Here's a place to talk about the relationships in your life whenever you want.
For a couple weeks one summer, between my sophomore and junior year of college, I stopped answering my home phone.
If anybody wanted to get ahold of me, I was willing to turn on the cell phone I only used for work and long distance calls.
Unlike now, where I just HATE talking on the phone, that summer I avoided the phone because of some weird calls I started getting.
The calls started one weekend evening after I had gotten off work. Puttering around my hot, little apartment, debating between treating myself to pizza or settling for instant noodles, the phone rang. I still remember reaching for the phone thinking, "Maybe someone wants to buy me dinner."
"Hello?" I said into my purple, plastic, cordless phone.
Static. It sounded like someone was clearing their throat.
"Hello, hello?" I asked again, thinking it was a bad connection.
Static. What sounded like wind blowing across the speaker.
Then unintelligible mumbling and what sounded like CHUCKLING.
It sounded like a high-voiced man chuckling over static, but nothing maniacal or sinister. Perhaps the predecessor of what the world would later come to know as a "butt dial"?
I'd hear chuckling and mumbling, then a pause where I'd just hear a crackly-windy-static sound, and then more chuckling and mumbling.
I said "Hello? Who is this? Can you hear me?" a few times into the phone then hung up. It was either some sort of accidental phone call or a prank, right?
At the time I was a little creeped out, but more than that I was hungry, so I put it out of my mind. I ended up getting a pizza.
A few nights later, this time around 11 p.m., I got another call. Same thing — static or what sounded like wind, and a high-voiced man mumbling and chuckling.
"WHO IS THIS?" I demanded. Chuckle, mumble, crackle. The hairs on the back of my neck stood up.
The strange calls came two more times over the course of a week. I didn't have caller ID, so I didn't know who was calling. And the one time I had the guts to *69 the caller, the caller could not be identified. My imagination started going a million different directions, from ghosts to serial killers to aliens.
Eventually I went back to answering my phone, and the strange calls never resumed. Thinking about it now, it was probably some toolbag screwing around with me. But toolbag or not, the whole thing sounds like an "Are You Afraid of the Dark?" episode — "The Tale of the Cackling Caller."
Phones can be scary, y'all. Aside from the fact that you have to TALK TO PEOPLE ON THEM, creepy stories involving phones run the gamut from touching to chilling.
So unplug your landline, turn your cell phone to silent and check out these eerie instances involving mysterious phone calls. Do you ever REALLY know who's on the other end of the line?
"It was such a strange call."
In 1988, bestselling author Dean Koontz received a phone call he couldn't explain.
While in his office, his unlisted phone rang. When he picked up, a woman's voice that sounded "far away" was on the line. He told author and biographer Katherine Ramsland:
She spoke with a sense of great urgency. “Please, be careful!” she said.
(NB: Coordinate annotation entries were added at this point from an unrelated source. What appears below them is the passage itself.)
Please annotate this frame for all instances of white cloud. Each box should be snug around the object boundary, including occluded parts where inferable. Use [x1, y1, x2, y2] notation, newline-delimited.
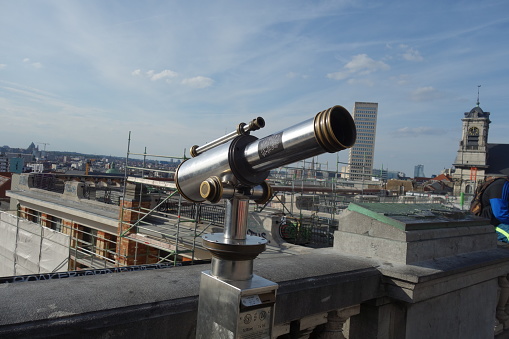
[390, 74, 410, 86]
[403, 48, 424, 61]
[393, 126, 446, 138]
[147, 69, 178, 81]
[344, 54, 391, 75]
[410, 86, 443, 101]
[347, 79, 375, 87]
[327, 54, 391, 86]
[327, 72, 350, 80]
[182, 76, 214, 88]
[23, 58, 42, 68]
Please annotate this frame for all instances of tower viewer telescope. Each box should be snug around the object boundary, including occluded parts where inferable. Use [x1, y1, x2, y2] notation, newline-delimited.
[175, 106, 356, 203]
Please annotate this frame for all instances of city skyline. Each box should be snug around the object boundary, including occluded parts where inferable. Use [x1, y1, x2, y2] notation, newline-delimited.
[0, 0, 509, 176]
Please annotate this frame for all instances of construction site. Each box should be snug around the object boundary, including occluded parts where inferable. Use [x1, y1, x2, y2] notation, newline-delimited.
[0, 141, 450, 276]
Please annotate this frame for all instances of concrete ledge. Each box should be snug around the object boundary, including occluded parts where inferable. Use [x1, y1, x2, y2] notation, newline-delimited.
[0, 250, 381, 338]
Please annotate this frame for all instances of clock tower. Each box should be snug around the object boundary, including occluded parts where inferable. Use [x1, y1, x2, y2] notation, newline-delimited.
[453, 95, 491, 195]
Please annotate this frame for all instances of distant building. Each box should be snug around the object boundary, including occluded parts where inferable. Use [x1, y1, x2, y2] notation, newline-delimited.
[346, 102, 378, 180]
[453, 98, 509, 195]
[414, 165, 425, 178]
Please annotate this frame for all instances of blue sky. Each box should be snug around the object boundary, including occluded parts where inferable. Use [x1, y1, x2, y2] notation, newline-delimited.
[0, 0, 509, 176]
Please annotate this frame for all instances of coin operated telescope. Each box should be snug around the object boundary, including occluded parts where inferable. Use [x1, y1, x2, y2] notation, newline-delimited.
[175, 106, 356, 338]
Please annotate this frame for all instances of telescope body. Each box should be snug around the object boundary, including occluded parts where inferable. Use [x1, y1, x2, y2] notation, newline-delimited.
[175, 106, 356, 202]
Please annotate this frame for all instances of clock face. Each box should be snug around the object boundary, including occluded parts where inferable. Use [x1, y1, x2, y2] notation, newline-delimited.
[468, 127, 479, 135]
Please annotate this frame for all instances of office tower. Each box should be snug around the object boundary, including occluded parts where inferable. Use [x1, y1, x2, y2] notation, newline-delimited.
[414, 165, 425, 178]
[346, 102, 378, 180]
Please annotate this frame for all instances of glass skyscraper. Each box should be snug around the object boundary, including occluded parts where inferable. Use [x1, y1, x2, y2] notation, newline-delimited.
[346, 102, 378, 180]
A bit startled, Dean asked, “Who is this?”
He received no response. The woman repeated the warning three more times, and each time she said it, her voice became more distant.
When the line fell silent, Dean sat there listening for a while, uncertain what to make of it. The voice had sounded eerily like his mother’s, but she had been dead for nearly two decades.
“A voice is much harder to remember than a face,” he said, “so I thought I was being melodramatic.”
Two days later, Koontz went to "visit his father at the facility where he lived." Koontz's father was suffering from some "behavioral problems" at the time, the severity of which would take Koontz by surprise.
His father had used his allowance to purchase a small knife, and when Koontz entered his room his father lunged at him with the weapon.
Koontz was able to get the knife away from his father, but someone had called the police, and when Koontz went into the hallway with the knife in his hand he was met with several armed policemen.
With guns aimed at him the police yelled, "Drop the knife!" Koontz tried to explain the situation but they kept yelling, "Drop the knife!"
Dean froze. “All of a sudden,” he recalls, “I realized that they were going to shoot me if I didn’t drop the knife. They thought I was the perpetrator. So I dropped it and obeyed them. That was one of the worst moments of my life. My own stupidity almost got me killed.”
The situation was eventually resolved without further violence, but in thinking about his "mysterious phone call," Koontz couldn't help but wonder if it was a warning from beyond the grave.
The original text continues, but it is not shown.